Marie-Bénédicte Pain, Pierre Darbo, Bérénice Binazet & Lydie Bientz
Retrouvez la veille juridique en droit fiscal du 1er au 31 janvier 2020 réalisée par l’équipe de contentieux fiscal du cabinet Rivière│Avocats│Associés

 

IS

Le fait de renoncer à percevoir des loyers constitue un acte anormal de gestion pour une société : En application des articles 38 et 209 du CGI, le bénéfice imposable à l’IS est constitué des opérations de toute nature faites par la société. L’administration est en droit de réintégrer dans ce bénéfice les renonciations à recettes ou les abandons de créances consentis par l‘entreprise à un tiers, en ce que ces opérations sont, en raison de leur objet ou de leurs modalités, étrangères à une gestion commerciale normale. La charge de la preuve de ces actes anormaux de gestion repose sur l’administration qui est réputée apporter cette preuve dès lors que l’entreprise n’est pas en mesure de justifier qu’elle a bénéficié en retour de contreparties suffisantes.

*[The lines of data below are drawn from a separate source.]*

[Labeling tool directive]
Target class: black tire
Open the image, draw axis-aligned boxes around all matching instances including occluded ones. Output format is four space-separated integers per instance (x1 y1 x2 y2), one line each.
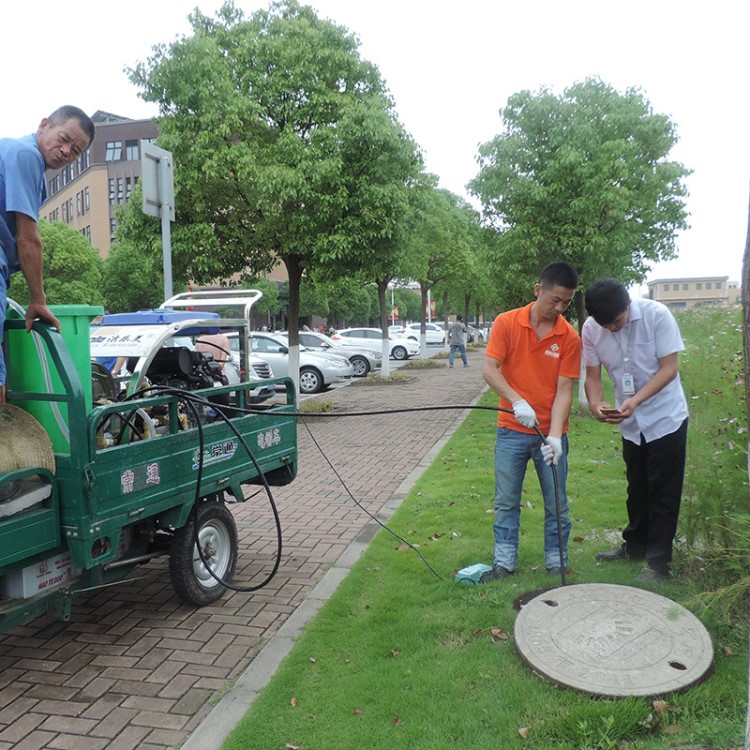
169 500 237 607
391 346 409 360
349 355 370 378
299 367 323 393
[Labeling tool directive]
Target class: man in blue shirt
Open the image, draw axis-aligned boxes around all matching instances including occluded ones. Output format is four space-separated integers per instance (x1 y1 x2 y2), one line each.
0 106 94 403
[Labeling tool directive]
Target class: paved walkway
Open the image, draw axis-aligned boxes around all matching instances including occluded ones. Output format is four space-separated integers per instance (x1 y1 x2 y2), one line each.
0 351 491 750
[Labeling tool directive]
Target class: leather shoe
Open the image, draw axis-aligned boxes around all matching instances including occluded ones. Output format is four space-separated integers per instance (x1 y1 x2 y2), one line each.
479 565 516 583
596 544 628 562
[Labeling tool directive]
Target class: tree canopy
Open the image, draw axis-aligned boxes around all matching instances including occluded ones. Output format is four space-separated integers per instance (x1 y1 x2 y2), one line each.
130 0 421 358
8 220 105 305
469 78 689 320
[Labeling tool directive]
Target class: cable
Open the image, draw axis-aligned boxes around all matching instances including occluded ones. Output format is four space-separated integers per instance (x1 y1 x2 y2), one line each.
119 386 282 594
300 414 444 581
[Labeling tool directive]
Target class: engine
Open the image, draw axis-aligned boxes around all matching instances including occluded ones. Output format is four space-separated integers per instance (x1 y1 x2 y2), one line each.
92 346 234 445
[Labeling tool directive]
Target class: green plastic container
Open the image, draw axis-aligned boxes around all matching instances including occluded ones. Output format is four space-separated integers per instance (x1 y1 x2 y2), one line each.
5 305 104 453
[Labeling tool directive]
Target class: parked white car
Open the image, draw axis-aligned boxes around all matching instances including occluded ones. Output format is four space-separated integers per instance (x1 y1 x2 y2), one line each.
299 331 383 378
398 323 445 346
228 332 354 393
331 328 419 360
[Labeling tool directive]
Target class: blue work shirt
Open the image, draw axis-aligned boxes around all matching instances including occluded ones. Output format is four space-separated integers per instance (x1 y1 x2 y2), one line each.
0 133 47 281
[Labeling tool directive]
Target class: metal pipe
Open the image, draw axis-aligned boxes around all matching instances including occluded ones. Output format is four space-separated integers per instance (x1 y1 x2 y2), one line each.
102 550 169 570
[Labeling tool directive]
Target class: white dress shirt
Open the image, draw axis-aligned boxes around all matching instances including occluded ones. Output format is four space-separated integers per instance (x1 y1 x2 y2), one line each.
581 299 688 444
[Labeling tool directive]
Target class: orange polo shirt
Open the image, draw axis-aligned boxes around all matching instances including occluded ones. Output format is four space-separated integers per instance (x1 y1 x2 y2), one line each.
485 302 581 435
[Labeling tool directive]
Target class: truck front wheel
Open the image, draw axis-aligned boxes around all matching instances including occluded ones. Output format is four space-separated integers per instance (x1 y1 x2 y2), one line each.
169 500 237 607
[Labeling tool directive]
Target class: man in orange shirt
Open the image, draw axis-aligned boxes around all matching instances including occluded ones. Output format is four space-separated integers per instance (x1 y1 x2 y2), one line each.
480 263 581 583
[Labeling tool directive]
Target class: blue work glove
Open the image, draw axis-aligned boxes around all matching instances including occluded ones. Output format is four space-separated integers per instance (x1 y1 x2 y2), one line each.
513 398 539 429
542 435 562 466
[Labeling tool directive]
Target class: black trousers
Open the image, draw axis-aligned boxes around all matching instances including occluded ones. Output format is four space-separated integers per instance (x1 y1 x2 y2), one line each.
622 419 688 572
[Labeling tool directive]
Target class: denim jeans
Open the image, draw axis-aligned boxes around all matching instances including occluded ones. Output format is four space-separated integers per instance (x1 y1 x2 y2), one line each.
0 270 8 385
493 427 570 570
448 344 468 367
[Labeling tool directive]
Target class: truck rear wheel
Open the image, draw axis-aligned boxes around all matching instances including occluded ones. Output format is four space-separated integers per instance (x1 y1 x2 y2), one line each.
169 500 237 607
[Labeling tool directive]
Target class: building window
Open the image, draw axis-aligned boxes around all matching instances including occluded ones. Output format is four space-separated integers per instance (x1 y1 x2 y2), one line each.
125 141 138 161
104 141 122 161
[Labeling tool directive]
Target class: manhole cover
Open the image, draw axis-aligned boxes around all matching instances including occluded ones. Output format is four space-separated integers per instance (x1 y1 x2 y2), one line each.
515 583 713 696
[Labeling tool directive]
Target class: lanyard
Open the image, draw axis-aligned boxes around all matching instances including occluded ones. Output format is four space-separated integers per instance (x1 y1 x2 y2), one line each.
617 319 635 372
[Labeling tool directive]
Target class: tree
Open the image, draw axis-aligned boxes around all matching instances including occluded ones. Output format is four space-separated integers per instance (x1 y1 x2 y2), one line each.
131 0 419 388
8 220 104 305
408 188 479 357
470 78 689 325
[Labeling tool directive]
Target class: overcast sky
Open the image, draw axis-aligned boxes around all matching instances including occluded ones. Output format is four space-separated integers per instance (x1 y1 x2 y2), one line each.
7 0 750 280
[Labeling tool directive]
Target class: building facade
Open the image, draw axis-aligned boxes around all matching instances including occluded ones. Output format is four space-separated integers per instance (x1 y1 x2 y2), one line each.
40 111 157 258
648 276 742 309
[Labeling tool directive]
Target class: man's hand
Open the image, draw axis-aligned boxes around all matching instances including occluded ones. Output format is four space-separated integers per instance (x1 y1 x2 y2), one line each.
513 398 539 429
542 435 562 466
26 302 60 333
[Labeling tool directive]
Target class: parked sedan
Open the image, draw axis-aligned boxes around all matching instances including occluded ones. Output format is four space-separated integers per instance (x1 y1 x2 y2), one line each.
299 331 383 378
399 323 445 346
331 328 419 360
229 332 354 393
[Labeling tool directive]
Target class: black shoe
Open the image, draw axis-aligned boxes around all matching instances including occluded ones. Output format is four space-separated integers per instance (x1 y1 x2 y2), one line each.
479 565 516 583
596 544 628 562
635 568 671 583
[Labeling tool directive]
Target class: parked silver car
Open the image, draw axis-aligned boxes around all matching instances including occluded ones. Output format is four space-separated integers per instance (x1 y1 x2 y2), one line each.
299 331 383 378
229 332 354 393
397 323 445 346
331 328 419 360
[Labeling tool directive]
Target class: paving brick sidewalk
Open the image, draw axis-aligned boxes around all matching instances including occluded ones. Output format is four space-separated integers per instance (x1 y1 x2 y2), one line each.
0 352 491 750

En l’espèce, la SA P a mis une maison d’habitation dont elle est propriétaire à la disposition gratuite du dirigeant de la société I. À la suite d’une vérification de comptabilité, l’administration a considéré que cette renonciation à recettes n’était pas justifiée par l’intérêt de la société et était constitutive d’un acte anormal de gestion.

La SA P a interjeté appel contre le jugement par lequel le tribunal administratif de Nice a rejeté sa demande tendant à la décharge des cotisations supplémentaires d’IS, en faisant valoir que l’état de la villa était dégradé, qu’elle avait confié à la société I la rénovation de la villa pour la vendre et que le dirigeant n’y a séjourné que temporairement.

Toutefois, l’administration a démontré que la villa était occupée dès 2010 par le dirigeant et sa femme, qu’ils ont été redevables de la taxe d’habitation au titre des années visées par le contentieux, que des dépenses régulières d’électricité et d’eau ont été constatées et que la société ne produit aucune justification relative à la réalisation effective de travaux nécessitant une consommation d’eau et d’électricité. Partant, l’administration ayant établi qu’en renonçant à percevoir les loyers correspondants auprès des occupants et en l’absence de justification d’une quelconque contrepartie pour la société, la société a consenti un avantage indu, la CAA de Marseille a jugé que le fait de renoncer à percevoir des loyers est, pour une société, constitutif d’un acte anormal de gestion. Les loyers réintégrés ont donc fait l’objet d’une taxation à l’IS pour les années 2012 et 2013. CAA de Marseille, 31 décembre 2019, n° 18MA04580

 

 

Bénéfices industriels et commerciaux 

La caractérisation de l’intention spéculative des cédants de terrains revendus par lots entraîne l’imposition dans la catégorie des BIC et non des plus-values immobilières: L’article 150 U-I du CGI prévoit que les profits résultant de la cession d’un terrain divisé en lots destinés à être construits sont présumés être réalisés dans le cadre de la gestion du patrimoine privé et relèvent, à ce titre, du régime des plus-values immobilières. En revanche, l’article 35-1-3° du CGI énonce que dès lors que le terrain a été acquis en vue du lotissement et de la vente par lots, une intention spéculative est établie de sorte que les profits retirés des opérations de lotissement sont imposables dans la catégorie des BIC ou passibles de l’IS. Cette intention s’apprécie au moment de l’achat du terrain.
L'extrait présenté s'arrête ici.